At the district level there are two rounds: One weekend, students spend hours on the speech, interview and essay categories.

The next weekend is the Super Quiz -- a rapid fire round with the feel of a sporting event. Hundreds of fans packed into the stands cheering on the more than 50 schools competing. Many teams are decked out in matching T-shirts that say things like, "NERD HERD" and "NERD SQUAD" 

Each team has three students, sitting on folding chairs with pencils and scantrons in hand.

The host throws out questions on anything from the makeup of boreal pine nuts forests to instrumentation in Indian music. The teams have ten seconds to bubble in their answers. Each team throws up a sign (3, 2 or 1) to indicate how well they performed and the fans whoop and cheer in support.

Nine students are on each team and they compete in three-person divisions based on their GPA. All nine members of the Granada Hills team got every answer right.

"It’s a lot of pressure to keep up that legacy," said junior Melissa Santos, who is a new member of the team.

"We haven’t won anything yet," added Mayeena Ulkarim, another new student. "It was the people before us."

Jorge Zepeda is one of the veteran team members. He competed in the national competition last year. He says success at the district level is a baby step for an elite team.

"Our real goal is to win state because whoever wins states get to go to nationals," said Zepeda. "So we’re just going to be preparing, trying our hardest to make sure that we’re ready for state cuz we’re basically gonna be facing the same people."

PRACTICE: SIX DAYS A WEEK

To make it to nationals repeatedly and win, Granada Hills puts in a ton of work. 

"We’re often here until 8, Monday through Saturday," said coach Arnold. "Not year round but from winter break on."

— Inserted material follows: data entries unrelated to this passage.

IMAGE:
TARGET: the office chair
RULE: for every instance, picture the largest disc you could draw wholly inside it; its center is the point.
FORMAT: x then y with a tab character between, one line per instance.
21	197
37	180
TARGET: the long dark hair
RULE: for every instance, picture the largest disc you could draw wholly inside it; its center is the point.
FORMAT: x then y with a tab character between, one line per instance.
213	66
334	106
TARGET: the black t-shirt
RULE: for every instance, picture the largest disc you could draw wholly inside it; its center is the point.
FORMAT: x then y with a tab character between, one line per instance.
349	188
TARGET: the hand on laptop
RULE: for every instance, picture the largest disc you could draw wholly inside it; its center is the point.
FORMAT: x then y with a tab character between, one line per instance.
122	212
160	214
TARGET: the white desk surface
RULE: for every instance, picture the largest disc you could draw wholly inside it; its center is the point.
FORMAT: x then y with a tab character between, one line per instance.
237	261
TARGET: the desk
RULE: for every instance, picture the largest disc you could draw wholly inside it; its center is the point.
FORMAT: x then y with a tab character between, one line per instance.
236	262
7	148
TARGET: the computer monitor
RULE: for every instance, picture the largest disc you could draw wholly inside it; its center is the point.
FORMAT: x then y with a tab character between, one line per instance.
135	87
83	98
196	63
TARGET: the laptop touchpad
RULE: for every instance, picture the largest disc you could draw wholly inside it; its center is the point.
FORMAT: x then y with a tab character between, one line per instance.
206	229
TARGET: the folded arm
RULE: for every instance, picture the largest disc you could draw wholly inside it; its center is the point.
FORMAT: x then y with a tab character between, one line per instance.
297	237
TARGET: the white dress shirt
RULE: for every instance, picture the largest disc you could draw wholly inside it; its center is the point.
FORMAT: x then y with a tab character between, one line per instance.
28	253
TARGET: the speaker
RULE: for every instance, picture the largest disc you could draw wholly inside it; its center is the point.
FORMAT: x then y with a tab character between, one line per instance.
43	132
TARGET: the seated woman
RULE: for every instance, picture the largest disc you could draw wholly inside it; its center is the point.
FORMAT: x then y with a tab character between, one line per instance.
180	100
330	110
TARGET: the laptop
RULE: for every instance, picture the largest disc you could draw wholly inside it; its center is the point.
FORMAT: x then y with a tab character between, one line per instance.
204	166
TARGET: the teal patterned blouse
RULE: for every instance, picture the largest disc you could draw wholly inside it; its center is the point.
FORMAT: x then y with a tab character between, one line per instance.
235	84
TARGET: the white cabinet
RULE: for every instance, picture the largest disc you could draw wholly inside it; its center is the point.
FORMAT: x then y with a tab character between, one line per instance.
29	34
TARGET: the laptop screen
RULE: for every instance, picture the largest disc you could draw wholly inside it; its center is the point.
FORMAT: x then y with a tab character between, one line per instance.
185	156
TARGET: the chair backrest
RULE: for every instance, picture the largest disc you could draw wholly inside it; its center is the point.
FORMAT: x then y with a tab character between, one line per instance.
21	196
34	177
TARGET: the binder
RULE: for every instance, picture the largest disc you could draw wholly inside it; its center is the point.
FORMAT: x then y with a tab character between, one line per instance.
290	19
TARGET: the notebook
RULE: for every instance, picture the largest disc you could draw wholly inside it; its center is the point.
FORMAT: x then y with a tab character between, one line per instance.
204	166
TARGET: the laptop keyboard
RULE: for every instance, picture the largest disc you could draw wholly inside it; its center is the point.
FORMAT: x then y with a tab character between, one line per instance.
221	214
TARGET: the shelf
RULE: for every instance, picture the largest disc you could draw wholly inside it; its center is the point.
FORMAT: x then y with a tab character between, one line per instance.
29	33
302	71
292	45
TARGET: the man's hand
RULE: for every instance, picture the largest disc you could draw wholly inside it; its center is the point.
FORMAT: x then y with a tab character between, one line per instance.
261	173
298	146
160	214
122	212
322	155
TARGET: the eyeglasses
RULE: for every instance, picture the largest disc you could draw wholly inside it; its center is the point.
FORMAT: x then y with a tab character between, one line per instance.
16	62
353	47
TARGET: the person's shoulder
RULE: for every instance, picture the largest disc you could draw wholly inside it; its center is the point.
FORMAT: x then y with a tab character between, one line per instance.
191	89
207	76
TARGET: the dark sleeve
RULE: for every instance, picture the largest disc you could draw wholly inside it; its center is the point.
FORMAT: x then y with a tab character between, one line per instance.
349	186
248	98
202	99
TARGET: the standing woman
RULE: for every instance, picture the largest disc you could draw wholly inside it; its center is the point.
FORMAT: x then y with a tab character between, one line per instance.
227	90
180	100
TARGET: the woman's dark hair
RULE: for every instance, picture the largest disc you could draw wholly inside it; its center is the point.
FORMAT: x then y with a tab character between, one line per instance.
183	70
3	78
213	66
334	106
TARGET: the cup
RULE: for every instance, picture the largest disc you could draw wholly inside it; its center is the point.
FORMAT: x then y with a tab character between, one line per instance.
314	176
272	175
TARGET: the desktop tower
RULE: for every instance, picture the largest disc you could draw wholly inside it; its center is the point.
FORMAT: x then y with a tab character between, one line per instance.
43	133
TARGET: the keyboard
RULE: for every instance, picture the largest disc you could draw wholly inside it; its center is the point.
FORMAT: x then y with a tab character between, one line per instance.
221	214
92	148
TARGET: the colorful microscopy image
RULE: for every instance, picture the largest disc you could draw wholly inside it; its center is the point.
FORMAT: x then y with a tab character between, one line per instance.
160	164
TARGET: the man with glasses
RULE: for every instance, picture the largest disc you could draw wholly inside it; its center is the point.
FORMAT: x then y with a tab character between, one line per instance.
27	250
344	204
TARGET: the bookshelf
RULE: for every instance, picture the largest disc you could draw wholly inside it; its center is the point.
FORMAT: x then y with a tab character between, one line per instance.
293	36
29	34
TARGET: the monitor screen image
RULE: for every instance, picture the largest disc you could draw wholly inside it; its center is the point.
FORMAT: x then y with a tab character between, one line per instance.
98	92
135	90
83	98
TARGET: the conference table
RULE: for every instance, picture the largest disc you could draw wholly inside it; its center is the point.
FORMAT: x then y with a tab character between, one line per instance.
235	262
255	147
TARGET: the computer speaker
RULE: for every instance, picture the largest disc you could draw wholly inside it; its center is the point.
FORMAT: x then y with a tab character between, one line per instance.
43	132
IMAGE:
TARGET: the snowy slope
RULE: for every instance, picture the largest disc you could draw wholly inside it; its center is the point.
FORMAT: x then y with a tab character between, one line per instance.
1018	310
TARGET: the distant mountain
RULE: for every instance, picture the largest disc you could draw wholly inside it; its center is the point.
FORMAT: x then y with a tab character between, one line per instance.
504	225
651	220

The team practices over breaks and on holidays like Presidents Day. And they have a class period dedicated to decathlon math.

Each student has to be expert in each subject: Art, math, science, economics, literature, social science, music, art interview, speech and essay.

On top of all this work for the team, these students are high schoolers, with other scholastic obligations. For senior Baani Dhanoa, the rigorous schedule has taught her to be more efficient than she was before she joined the team.

"[Before] I would, like, watch TV or listen to music or I wouldn’t be productive while I was doing it," Dhanoa said. "Now that you have that limited time, you realize you can get it all done, but you have to be productive."

These students say that decathlon is pretty much the center of their social lives as well. Just like on a sports team, coach Arnold says, personalities matter.  

"They have to accept each other as teammates and work on that part of it just as much as much as learning what the curriculum is for this year," he said.

Ahmad Chaudhry is an alternate on the team, but he still commits the same amount of time. For him, all this practicing is the point

"Decathlon isn’t about the actual competition itself but more about the process how we get there and really work hard to do the best we can," he said. "It’s really more of a journey than just one specific day."